Västerås SK Bandy is the women's bandy side of the Swedish sports club Västerås SK, located in Västerås. The senior side currently plays in the Swedish Allsvenskan, the top-tier league of Swedish women's bandy, and has done so for a number of years. The club was the runner-up for the Swedish Championship in 2017.

==History==
The main club Västerås SK was founded on 29 January 1904. The women's bandy team plays its matches in the indoor ABB Arena South. The men's side is Västerås SK Bandy.
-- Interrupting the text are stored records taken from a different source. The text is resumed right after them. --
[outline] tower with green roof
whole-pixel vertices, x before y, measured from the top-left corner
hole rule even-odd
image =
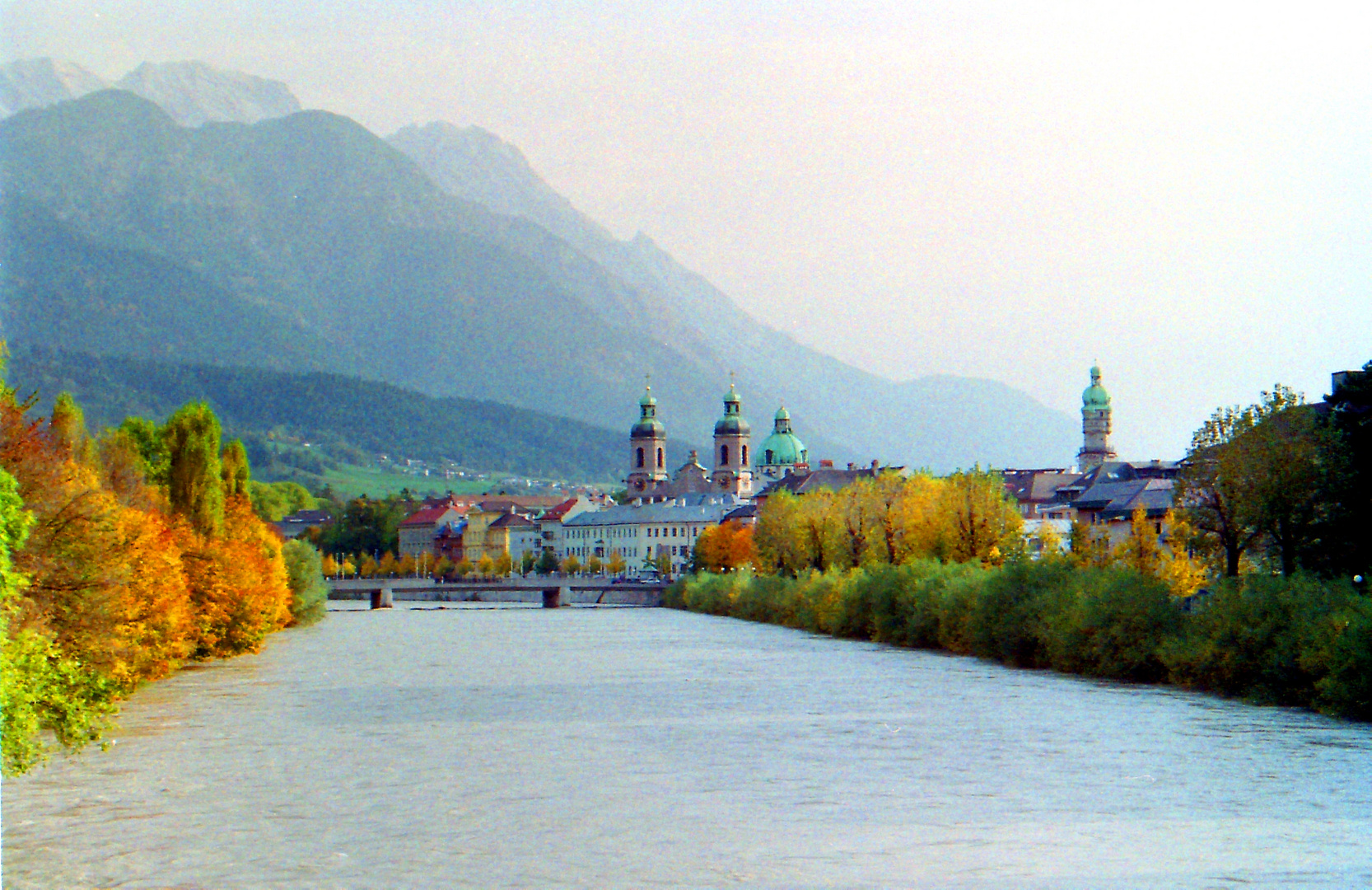
[[[782,405],[772,419],[772,433],[757,449],[757,475],[779,479],[809,463],[809,450],[790,430],[790,412]]]
[[[1100,365],[1091,365],[1091,386],[1081,393],[1081,471],[1093,470],[1115,459],[1110,444],[1110,393],[1100,386]]]
[[[730,494],[752,494],[753,471],[748,463],[752,429],[742,415],[742,400],[734,385],[724,393],[724,416],[715,422],[715,471],[712,488]]]
[[[653,387],[643,387],[638,400],[638,423],[628,431],[628,478],[624,483],[630,494],[652,494],[668,481],[667,430],[657,419],[657,400]]]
In March 2019, the Västerås SK women's bandy team won its first Swedish championship title by defeating Skutskärs IF, 5–3, in the final game following overtime and penalty shootout.

In October 2019 the team won the first women's edition of the Swedish women's bandy national cup competition by defeating Skutskärs IF, med 4–2, in the final game. Later the same month the team also won the World Cup by winning the final game, once again defeating Skutskärs IF, 5–0.

In March 2020, Västerås SK won its second national championship title, defeating Skutskärs IF, 4–3 following two goals by Charlotte Selbekk.

The third Swedish championship title was won in March 2025, when Västerås SK defeated Villa Lidköping BK, 7–3, on home ice inside the ABB Arena.